Because Holistic Planned Grazing holds such climate promise, as well as restoring ecosystems, improving the quality of life globally, improving animal welfare and the nutritional quality of meat, and is low-tech, sustainable and very inexpensive to boot, implementing it is practically a moral obligation.
Furthermore, I am under no illusion that the world will become vegetarian – nor should it. In some countries, such as those in which the Africa Center for Holistic Management works, for subsistence families livestock are central to providing food and money as well as fertilizer to grow crops. Finally, 1.5 billion people are affected by land degradation every year, making even basic survival difficult. Crops just do not thrive on degraded and desertified land, period.

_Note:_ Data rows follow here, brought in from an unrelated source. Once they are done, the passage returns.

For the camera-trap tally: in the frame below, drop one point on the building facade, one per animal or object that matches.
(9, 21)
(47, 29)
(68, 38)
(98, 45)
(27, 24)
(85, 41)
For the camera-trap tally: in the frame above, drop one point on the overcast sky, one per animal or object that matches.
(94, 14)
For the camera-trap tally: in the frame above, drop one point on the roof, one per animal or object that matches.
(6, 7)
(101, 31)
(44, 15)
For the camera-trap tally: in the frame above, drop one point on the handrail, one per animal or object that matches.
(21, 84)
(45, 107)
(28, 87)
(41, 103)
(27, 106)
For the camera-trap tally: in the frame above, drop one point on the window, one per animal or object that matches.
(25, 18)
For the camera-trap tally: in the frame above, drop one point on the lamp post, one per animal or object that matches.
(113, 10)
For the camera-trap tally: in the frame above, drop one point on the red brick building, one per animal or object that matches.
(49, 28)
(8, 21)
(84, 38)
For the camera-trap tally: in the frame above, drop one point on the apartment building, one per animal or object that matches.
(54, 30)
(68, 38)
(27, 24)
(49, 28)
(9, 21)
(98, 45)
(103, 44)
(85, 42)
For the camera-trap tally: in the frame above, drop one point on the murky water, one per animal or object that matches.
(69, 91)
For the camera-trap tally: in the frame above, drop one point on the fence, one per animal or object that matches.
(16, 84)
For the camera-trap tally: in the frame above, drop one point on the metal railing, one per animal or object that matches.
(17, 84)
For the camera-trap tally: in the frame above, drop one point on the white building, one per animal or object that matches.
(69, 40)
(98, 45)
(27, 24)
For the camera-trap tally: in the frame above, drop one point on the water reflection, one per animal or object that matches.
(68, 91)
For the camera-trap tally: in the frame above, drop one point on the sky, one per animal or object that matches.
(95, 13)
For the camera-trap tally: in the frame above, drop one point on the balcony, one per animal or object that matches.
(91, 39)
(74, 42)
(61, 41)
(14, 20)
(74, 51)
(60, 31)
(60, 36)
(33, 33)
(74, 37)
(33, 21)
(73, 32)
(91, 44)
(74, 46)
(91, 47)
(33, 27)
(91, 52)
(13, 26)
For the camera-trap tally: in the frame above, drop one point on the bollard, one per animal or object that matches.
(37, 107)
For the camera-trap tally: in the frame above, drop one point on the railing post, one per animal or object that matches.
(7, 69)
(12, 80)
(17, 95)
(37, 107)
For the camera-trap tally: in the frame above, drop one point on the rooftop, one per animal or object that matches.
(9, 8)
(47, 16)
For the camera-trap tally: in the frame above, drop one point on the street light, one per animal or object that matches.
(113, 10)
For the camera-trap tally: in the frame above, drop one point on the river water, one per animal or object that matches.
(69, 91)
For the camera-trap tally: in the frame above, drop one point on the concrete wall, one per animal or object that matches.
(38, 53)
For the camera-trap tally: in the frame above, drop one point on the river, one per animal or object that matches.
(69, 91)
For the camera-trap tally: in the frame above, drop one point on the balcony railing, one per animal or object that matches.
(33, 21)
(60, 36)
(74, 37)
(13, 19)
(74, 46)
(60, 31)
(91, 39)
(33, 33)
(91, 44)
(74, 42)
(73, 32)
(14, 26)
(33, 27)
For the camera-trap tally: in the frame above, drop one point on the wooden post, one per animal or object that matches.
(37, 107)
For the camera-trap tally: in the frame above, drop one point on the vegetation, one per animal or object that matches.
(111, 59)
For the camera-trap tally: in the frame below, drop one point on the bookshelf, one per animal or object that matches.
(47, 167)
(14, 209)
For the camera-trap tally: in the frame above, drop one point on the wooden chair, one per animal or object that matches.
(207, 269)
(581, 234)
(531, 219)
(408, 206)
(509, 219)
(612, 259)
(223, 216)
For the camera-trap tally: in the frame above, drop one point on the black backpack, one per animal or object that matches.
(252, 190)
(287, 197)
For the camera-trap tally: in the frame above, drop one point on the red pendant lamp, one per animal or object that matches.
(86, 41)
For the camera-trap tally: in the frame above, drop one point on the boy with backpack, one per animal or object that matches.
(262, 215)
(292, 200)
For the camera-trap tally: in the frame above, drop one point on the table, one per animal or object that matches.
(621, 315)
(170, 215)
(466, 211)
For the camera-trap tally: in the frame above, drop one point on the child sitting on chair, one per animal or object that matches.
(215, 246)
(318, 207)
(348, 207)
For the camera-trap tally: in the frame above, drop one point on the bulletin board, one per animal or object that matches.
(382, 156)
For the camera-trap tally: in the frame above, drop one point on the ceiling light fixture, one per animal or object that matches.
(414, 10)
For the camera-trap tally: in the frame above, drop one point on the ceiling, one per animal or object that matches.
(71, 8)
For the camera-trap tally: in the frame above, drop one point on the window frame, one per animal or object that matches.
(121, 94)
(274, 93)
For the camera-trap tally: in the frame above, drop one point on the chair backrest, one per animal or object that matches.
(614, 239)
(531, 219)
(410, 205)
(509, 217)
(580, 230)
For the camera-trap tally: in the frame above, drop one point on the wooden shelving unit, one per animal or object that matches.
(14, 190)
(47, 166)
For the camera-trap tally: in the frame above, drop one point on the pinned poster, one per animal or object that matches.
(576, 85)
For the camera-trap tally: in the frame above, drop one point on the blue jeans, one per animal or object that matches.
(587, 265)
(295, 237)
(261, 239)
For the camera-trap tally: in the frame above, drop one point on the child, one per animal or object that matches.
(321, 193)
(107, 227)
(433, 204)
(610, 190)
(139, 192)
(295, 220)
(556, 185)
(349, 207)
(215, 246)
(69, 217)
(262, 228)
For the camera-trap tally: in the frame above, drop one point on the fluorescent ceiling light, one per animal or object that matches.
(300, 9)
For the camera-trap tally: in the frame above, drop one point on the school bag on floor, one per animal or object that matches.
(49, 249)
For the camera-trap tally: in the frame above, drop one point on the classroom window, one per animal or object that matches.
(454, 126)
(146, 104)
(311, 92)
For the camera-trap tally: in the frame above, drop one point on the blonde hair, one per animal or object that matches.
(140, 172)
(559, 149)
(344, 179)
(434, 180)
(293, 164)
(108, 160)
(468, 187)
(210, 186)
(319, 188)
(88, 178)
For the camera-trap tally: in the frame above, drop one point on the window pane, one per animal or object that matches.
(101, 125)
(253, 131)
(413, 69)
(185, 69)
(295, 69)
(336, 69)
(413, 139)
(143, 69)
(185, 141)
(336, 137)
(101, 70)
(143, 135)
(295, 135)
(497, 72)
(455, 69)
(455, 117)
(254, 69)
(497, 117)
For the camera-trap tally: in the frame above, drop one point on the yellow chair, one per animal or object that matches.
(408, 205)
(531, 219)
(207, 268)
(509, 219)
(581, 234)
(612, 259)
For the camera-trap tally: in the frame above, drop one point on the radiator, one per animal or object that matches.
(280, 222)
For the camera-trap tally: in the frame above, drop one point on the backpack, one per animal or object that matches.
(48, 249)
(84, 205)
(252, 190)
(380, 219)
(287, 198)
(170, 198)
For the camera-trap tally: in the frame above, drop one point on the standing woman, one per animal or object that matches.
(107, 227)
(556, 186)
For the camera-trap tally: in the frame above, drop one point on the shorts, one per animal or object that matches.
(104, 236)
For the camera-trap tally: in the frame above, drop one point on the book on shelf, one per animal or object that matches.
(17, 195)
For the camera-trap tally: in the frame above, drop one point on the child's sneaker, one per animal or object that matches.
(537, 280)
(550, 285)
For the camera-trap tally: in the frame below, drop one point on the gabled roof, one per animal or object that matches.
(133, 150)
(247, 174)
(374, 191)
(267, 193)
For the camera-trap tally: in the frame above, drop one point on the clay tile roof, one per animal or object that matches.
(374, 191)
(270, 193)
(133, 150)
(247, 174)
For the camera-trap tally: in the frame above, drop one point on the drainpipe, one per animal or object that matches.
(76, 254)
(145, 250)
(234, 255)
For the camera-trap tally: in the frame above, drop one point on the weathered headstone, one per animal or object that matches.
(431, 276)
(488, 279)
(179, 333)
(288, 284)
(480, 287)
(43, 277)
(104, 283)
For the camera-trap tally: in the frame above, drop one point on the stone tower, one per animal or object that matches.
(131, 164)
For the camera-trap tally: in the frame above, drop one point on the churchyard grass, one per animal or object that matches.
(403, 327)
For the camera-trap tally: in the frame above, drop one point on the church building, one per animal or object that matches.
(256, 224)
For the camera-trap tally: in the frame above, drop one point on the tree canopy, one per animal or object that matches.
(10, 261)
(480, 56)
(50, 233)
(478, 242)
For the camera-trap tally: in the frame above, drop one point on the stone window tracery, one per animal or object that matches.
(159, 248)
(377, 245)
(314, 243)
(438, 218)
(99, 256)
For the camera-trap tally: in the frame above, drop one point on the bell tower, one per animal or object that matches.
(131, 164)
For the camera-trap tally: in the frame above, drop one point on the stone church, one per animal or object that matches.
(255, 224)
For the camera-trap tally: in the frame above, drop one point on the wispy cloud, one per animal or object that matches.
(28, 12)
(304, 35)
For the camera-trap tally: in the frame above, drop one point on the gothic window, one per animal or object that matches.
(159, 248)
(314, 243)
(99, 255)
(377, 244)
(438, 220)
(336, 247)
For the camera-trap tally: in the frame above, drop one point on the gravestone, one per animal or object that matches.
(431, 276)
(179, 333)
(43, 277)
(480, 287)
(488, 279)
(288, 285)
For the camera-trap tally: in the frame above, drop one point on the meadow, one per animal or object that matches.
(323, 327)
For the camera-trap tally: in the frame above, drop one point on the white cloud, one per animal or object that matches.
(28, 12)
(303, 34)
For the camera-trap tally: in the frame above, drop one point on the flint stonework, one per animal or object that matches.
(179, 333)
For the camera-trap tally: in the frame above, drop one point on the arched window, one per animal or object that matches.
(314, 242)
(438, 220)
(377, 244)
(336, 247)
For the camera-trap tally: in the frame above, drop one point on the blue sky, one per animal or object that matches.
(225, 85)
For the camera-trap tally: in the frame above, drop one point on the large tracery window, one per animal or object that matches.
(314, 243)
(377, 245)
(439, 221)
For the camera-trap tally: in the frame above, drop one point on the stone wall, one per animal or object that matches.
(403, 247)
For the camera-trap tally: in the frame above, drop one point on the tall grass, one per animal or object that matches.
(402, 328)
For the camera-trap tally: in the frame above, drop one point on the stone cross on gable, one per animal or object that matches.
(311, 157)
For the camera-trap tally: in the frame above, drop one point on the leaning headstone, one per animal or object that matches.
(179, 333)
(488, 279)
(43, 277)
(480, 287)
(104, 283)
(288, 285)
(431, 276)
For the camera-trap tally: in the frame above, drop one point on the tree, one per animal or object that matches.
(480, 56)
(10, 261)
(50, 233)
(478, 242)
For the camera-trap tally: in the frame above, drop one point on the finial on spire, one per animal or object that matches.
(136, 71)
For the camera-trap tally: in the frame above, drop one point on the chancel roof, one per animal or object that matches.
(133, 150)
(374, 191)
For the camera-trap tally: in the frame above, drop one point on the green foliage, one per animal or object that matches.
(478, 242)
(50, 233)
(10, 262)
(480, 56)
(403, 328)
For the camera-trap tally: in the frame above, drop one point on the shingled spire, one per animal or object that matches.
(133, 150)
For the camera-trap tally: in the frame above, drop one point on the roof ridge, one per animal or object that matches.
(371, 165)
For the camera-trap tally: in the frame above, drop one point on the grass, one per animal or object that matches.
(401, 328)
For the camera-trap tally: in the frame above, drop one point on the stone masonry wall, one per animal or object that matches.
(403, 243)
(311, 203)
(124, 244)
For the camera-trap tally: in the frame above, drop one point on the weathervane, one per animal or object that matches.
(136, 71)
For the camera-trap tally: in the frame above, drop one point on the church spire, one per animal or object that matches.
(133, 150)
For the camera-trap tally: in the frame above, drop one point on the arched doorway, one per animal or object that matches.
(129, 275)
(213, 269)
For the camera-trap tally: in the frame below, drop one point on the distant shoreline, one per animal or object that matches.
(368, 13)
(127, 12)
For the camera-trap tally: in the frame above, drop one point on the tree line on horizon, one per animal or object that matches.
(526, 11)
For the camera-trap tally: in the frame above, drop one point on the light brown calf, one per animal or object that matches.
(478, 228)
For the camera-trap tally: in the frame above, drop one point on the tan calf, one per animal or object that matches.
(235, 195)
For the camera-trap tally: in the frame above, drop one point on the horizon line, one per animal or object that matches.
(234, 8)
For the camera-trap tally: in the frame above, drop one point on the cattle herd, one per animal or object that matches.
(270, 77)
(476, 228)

In addition, Holistic Planned Grazing can halt the loss approximately 3 million acres of arable land a year. We are going to need every bit of fertile soil we can muster to feed the growing human population. The UN Food and Agricultural Organization estimates that by 2050 demand for food worldwide will double and that food production must accordingly increase by 70%.
Finally, land degradation is not simply a problem facing poorer countries; here in North America, we have the highest percentage of degraded land of any continent – at a whopping 74%, much of which is in major agricultural and livestock production areas (no surprise there). Therefore, Holistic Planned Grazing is not a question of whether or not to eat meat; it’s one of regenerating croplands and grasslands worldwide. Thus, my choices are not a rebellion against any single food, but rather against a whole system in which we have been held hostage and passively participate like, well, cows in a feedlot.